Tet Offensive February 1968
During the 1967 battles in War Zones C and D, the Big Red One had severely handled its arch-rival, the 9th PLAF Division, on several occasions. One result of these efforts was that by January 1968 the transition from large-scale combat operations to local RIF and S&D sweeps, conducted by platoons and companies, was well underway. When units were not conducting these small-scale combat missions, they were typically involved in pacification efforts.
The 1st Battalion and A Company had deployed, ostensibly on a temporary basis, from Lai Khe to Fire Support Base (FSB) Thunder IV near Ap Bau Long along Highway 13 north of Lai Khe. The other companies were located at FSBs I, II, and III. Toward the end of the month, the 2nd Battalion was also dispersed to several fire FSBs in the vicinity of Di An and Phu Loi. The Rangers did not know it, but their movements to those locations was in response to directives by MACV to pull US units closer to Saigon.
Information regarding a massive enemy build-up began to surface in December and movements of VC and NVA units toward Saigon in January confirmed a hunch that the enemy was about to launch a major offensive, possibly against the capital itself. Westmoreland directed LTG Weyand, the II Field Force commander, to strengthen US forces around Saigon. By the time the Tet Offensive got underway, over half of the US maneuver battalions in the III CTZ were already in various positions to block or defeat an enemy attack.
The area north of the capital remained relatively quiet until 1 February, when A Company, 2nd Battalion, guarding a bridge near An My was attacked by elements of the 273rd PLAF Regiment while operating with the 1-4 Cavalry. This event began a series of other, albeit less spectacular, engagements in the areas of operations for the two Ranger battalions during the Tet Offensive of 1968. These events, among a few lesser actions, were (see numbered explosions above for locations):
- 1 February. A/2-16 IN guarding the bridge on the route from An My to Highway 13 participates in the Battle of An My with other Big Red One units. 197 VC from two battalions of the 273rd PLAF Regiment and one battalion from the Dong Nai Regiment are killed in action over 2 days of fighting.
- 7 February.

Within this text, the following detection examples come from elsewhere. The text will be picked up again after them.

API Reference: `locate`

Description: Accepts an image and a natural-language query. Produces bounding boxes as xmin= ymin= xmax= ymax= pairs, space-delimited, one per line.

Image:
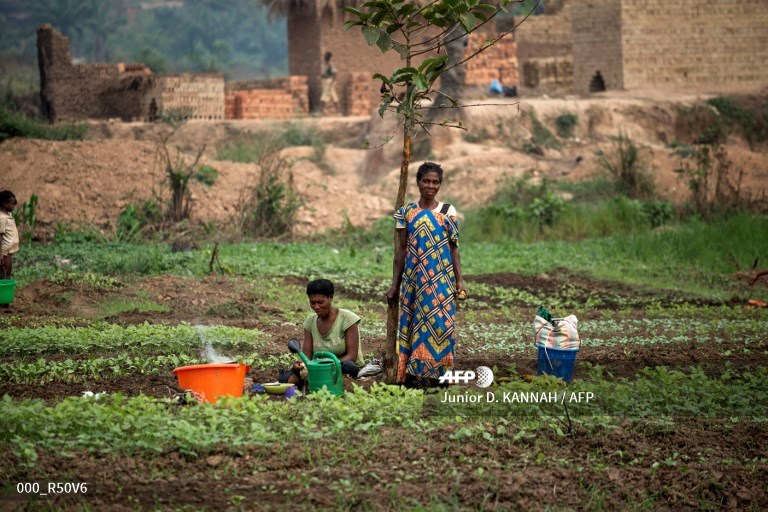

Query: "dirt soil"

xmin=0 ymin=420 xmax=768 ymax=511
xmin=0 ymin=91 xmax=768 ymax=240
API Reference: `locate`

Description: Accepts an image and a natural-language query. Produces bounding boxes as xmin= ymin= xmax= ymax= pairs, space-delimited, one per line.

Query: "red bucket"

xmin=173 ymin=363 xmax=251 ymax=404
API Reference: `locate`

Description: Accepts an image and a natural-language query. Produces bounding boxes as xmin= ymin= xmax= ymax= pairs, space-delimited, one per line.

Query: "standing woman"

A/2-16 IN conducts air assault to support 1-18 IN in a firefight with elements of the Phu Loi Battalion.
- 19 February. B/2-16 IN makes contact with 1-273 PLAF. 6 VC KIA.
- 22 February. A/16 IN conducts firefight with elements of the 165th PAVN Regiment. 6 NVA KIA.
- 10 March. B/2-16 IN kills 8 VC in a firefight near Phu Loi.
- 13-16 March. 1-16 IN (-) and an ARVN infantry battalion conducts S&D sweeps in the vicinity of An Son. Contact is light but the battalion inflicts twelve NVA KIA.
- 15 March. A/1-16 IN encounters a VC unit at the “Factory Area” of Thu Duc (off map); kills 9 VC.
- 3 April. In the last major contact of Tet for the 16th Infantry, Recon/2-16 IN ambushes a VC element east of Chanh Luu and kills 19.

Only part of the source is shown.